The vote was 12-0, with zero Democrats present. Democrats on the committee boycotted the committee vote on Barrett and instead filled their seats in the committee with life-sized posters of people who could be hurt if the Affordable Care Act were to be repealed. Democrats have been saying if Barrett is confirmed, she will be the one to give the deciding vote on repealing the Affordable Care Act.

Images of people who have been helped by the Affordable Care Act (ACA) occupy the seats of Democratic senators boycotting a Senate Judiciary Committee meeting on the nomination of Judge Amy Coney Barrett to be an associate justice of the U.S. Supreme Court on October 22, 2020 on Capitol Hill in Washington, DC. (Photo by Caroline Brehman – Pool/Getty Images)

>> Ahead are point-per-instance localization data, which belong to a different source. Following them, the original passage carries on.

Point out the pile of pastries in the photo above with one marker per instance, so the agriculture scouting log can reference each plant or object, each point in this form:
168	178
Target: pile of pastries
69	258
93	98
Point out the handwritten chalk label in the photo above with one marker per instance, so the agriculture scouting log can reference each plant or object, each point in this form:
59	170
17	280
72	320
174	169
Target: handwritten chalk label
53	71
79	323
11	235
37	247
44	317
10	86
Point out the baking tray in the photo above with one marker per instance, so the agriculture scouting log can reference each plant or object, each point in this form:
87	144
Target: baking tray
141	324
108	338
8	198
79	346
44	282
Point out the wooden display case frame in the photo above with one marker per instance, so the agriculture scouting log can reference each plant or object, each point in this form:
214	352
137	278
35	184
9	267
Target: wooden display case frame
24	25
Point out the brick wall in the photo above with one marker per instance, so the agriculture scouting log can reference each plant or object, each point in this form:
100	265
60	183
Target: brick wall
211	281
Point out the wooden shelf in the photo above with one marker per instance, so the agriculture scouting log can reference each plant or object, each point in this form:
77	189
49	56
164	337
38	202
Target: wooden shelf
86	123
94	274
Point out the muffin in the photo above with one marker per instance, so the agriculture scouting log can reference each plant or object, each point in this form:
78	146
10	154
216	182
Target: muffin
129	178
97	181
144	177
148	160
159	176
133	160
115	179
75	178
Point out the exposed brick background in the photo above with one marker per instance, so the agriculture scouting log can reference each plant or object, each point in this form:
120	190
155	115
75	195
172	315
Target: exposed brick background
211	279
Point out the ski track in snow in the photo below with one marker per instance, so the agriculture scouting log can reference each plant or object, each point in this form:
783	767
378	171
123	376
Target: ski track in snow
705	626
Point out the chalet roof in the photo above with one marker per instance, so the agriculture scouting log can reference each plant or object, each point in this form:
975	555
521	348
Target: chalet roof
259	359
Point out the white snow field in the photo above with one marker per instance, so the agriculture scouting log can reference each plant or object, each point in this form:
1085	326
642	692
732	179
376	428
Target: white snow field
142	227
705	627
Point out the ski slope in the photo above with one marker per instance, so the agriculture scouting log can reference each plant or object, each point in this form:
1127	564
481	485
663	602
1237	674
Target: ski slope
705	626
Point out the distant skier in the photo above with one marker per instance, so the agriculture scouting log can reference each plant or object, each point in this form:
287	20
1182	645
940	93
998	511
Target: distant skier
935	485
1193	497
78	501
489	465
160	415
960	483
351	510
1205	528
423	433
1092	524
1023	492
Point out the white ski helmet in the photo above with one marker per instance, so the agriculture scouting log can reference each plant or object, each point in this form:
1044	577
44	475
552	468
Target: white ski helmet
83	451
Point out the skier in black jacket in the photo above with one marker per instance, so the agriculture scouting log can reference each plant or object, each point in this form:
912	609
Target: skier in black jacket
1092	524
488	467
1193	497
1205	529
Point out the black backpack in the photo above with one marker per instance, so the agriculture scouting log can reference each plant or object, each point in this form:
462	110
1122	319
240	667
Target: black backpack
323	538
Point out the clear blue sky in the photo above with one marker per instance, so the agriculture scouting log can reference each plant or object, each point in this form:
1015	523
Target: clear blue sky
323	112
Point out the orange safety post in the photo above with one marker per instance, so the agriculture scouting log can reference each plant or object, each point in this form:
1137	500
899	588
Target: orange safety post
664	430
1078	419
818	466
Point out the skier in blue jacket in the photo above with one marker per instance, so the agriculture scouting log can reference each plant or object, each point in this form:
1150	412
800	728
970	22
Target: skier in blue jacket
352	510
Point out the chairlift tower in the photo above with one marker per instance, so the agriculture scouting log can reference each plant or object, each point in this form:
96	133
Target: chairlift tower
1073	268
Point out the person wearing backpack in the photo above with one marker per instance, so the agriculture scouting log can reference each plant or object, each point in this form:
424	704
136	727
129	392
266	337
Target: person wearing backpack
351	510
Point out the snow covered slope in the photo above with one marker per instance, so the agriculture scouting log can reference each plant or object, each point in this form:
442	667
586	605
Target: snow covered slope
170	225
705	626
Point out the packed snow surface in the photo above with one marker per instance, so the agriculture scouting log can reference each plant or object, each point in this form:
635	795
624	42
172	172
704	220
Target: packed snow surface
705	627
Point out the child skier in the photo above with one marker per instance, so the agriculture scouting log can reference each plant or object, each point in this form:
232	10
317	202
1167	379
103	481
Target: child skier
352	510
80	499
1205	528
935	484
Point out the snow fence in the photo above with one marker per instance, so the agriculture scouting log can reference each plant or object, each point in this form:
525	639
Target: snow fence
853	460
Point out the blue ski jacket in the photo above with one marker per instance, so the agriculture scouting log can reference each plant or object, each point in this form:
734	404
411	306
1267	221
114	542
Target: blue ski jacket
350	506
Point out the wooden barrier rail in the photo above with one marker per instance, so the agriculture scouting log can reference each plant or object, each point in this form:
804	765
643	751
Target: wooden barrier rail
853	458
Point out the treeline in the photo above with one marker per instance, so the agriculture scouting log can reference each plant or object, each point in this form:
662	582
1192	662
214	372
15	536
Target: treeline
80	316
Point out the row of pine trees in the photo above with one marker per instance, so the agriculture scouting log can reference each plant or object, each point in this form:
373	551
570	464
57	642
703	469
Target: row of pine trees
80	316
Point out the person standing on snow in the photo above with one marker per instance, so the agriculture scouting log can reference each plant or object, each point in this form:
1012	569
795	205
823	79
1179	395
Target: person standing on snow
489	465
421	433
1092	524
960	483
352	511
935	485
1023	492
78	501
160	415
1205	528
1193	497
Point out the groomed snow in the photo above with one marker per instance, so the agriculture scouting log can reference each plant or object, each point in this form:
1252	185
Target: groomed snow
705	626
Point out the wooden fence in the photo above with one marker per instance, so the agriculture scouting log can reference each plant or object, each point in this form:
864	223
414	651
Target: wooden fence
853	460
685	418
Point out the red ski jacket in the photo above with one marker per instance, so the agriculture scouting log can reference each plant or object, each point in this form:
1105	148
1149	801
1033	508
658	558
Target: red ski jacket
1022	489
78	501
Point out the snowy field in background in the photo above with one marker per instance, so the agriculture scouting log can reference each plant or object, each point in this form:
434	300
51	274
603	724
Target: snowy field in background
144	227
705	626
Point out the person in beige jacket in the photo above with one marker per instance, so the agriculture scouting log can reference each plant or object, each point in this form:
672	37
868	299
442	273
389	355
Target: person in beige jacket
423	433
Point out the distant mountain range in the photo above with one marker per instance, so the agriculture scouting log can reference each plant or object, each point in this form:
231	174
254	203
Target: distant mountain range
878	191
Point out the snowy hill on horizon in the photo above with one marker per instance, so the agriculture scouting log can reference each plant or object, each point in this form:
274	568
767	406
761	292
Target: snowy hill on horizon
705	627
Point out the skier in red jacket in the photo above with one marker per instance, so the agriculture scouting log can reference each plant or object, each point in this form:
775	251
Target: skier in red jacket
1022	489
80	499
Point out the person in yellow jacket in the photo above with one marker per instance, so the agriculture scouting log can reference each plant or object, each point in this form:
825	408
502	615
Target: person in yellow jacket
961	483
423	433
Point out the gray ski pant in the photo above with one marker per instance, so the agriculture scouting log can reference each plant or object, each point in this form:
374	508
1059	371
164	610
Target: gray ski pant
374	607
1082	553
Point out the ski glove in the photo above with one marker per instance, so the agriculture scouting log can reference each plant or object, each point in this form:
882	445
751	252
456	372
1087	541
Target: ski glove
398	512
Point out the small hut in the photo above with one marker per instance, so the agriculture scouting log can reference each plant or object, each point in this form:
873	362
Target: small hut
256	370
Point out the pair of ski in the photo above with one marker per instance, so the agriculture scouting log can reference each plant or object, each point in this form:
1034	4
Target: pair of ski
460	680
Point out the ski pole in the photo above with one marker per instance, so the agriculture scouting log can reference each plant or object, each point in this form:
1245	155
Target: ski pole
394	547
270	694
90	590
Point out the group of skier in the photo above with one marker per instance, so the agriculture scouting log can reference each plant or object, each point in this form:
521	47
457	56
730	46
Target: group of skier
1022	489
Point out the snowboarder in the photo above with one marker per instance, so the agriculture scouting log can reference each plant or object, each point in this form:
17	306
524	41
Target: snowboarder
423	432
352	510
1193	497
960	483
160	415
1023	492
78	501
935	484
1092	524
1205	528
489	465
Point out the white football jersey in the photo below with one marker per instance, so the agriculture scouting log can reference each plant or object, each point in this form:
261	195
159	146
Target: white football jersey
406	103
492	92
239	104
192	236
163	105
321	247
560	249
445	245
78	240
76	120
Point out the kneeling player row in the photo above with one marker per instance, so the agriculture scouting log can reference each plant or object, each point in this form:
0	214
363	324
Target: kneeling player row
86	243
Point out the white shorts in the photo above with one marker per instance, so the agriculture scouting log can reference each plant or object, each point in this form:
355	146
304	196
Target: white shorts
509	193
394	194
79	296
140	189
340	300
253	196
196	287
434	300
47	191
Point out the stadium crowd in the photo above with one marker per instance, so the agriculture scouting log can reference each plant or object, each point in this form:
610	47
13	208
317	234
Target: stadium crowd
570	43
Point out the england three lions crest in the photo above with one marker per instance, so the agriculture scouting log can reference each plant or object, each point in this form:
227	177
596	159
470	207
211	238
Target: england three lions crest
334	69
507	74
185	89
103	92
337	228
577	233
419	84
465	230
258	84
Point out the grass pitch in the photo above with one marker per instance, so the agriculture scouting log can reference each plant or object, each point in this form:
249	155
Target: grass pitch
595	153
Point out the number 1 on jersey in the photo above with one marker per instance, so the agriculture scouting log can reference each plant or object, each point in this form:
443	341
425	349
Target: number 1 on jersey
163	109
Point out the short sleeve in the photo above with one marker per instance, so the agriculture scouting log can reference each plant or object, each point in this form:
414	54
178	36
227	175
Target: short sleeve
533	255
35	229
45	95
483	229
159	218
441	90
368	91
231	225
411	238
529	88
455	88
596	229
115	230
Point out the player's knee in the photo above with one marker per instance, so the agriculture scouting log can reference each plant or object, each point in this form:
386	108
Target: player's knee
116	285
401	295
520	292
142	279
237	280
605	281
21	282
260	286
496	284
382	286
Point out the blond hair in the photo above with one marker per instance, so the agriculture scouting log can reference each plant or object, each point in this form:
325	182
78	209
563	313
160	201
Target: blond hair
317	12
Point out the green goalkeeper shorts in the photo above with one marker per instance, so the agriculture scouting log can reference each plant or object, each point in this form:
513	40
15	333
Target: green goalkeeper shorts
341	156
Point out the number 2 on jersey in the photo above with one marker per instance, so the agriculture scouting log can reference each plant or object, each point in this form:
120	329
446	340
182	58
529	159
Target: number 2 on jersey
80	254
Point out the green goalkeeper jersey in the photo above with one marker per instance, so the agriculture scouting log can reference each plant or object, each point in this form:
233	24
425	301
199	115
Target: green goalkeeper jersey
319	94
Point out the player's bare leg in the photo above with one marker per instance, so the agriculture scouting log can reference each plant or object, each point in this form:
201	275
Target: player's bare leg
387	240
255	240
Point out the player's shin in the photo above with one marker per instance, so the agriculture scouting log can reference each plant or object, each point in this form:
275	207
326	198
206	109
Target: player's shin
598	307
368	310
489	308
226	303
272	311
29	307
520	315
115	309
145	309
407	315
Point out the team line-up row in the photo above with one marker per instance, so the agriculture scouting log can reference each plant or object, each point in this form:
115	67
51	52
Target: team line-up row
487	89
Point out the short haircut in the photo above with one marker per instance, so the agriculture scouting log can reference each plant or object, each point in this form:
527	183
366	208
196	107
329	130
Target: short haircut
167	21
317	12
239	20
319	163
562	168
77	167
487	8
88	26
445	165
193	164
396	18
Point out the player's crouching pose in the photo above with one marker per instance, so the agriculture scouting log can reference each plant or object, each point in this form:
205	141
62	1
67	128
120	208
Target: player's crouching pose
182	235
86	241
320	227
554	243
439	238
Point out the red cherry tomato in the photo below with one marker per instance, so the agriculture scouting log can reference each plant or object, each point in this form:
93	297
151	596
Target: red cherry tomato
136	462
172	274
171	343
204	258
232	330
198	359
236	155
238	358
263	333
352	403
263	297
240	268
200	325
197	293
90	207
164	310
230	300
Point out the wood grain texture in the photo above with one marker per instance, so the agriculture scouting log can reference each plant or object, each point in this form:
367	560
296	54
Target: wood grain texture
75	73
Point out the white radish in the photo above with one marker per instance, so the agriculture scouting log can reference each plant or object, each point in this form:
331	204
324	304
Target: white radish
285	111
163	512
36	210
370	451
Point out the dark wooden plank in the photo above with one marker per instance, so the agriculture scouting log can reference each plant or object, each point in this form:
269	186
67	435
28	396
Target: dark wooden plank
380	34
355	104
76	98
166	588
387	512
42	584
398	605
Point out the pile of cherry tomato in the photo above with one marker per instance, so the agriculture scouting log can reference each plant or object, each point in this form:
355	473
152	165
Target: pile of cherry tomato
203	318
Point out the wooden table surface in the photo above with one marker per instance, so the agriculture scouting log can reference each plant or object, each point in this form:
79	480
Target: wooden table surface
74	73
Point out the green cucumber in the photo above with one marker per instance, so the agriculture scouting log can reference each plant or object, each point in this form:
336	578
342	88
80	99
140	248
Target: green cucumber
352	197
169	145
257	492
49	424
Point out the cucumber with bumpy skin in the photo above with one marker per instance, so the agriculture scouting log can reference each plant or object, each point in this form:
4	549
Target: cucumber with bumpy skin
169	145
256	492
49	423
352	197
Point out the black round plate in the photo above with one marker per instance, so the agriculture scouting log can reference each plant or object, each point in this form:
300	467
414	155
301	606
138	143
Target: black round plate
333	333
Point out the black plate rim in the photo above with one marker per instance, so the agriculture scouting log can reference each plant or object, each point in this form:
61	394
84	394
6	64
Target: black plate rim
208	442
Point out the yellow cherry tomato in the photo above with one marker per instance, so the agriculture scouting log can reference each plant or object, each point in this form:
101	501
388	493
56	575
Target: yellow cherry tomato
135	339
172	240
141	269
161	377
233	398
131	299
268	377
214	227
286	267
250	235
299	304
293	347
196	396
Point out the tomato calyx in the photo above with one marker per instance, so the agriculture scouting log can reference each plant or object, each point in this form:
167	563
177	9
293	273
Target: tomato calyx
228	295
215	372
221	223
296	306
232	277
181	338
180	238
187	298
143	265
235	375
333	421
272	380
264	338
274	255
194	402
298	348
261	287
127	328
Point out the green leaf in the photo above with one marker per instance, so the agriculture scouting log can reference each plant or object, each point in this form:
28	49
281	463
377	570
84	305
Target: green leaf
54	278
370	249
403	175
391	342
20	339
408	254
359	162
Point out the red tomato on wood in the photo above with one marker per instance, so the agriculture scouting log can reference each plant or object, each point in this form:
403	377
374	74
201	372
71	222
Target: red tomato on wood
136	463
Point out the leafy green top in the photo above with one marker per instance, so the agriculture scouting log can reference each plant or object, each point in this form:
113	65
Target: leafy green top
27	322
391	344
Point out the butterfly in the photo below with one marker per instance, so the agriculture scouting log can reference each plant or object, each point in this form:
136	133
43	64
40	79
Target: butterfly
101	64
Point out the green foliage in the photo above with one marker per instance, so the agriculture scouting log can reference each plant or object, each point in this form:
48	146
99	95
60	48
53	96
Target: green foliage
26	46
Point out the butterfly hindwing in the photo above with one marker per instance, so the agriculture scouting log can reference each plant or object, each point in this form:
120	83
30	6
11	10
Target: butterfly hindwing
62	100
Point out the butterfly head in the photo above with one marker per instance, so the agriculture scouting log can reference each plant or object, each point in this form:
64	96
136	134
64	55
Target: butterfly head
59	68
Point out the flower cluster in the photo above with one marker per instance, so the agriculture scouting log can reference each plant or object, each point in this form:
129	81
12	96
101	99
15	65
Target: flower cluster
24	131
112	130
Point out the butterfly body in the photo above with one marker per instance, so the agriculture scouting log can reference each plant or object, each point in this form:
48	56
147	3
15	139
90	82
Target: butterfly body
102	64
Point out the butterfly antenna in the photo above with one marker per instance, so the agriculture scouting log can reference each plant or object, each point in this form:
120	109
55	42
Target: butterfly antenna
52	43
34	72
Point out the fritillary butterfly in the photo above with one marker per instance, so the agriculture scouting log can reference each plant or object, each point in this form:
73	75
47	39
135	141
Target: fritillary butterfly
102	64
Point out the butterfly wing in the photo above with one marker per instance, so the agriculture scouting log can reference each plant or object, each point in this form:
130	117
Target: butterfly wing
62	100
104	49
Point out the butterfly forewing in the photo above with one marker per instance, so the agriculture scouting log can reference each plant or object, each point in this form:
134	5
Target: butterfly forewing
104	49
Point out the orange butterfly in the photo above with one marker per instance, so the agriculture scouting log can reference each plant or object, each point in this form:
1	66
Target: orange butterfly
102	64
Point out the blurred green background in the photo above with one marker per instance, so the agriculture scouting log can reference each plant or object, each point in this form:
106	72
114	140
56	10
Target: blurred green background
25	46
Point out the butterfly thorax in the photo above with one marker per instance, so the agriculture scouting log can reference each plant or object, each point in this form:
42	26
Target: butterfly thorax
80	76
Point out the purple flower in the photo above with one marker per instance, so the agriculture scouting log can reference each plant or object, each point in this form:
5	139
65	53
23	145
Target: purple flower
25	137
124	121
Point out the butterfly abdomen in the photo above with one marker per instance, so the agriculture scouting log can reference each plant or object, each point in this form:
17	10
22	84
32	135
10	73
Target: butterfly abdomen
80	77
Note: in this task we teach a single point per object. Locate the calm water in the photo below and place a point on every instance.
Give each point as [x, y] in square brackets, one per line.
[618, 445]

In early October, Senate Minority Leader Chuck Schumer said Democrats will not “supply quorum” for votes in the Senate as a way to try and block the confirmation of Barrett before the election. (RELATED: Schumer Says Democrats Will Try To Block Barrett Confirmation By Not Giving Republicans Quorum)

A quorum is the minimum number of members present either in a committee or the entire Senate to hold votes, Fox News reported. The quorum in the Senate is 51 members.

“We will talk about when the actual vote occurs in committee and on the floor. Democrats will not supply the quorum,” Schumer said during the press conference. “Period.” (RELATED: Senate Will Vote To Confirm Amy Coney Barrett October 26, Announces Senate Majority Leader McConnell)

During that press conference, Schumer slammed Republicans for pushing Barrett’s confirmation forward, saying Senate Democrats will do everything they can to prevent Barrett from being confirmed.

Senate Majority Leader Mitch McConnell announced Tuesday that the Senate would vote Oct. 26 to confirm Barrett.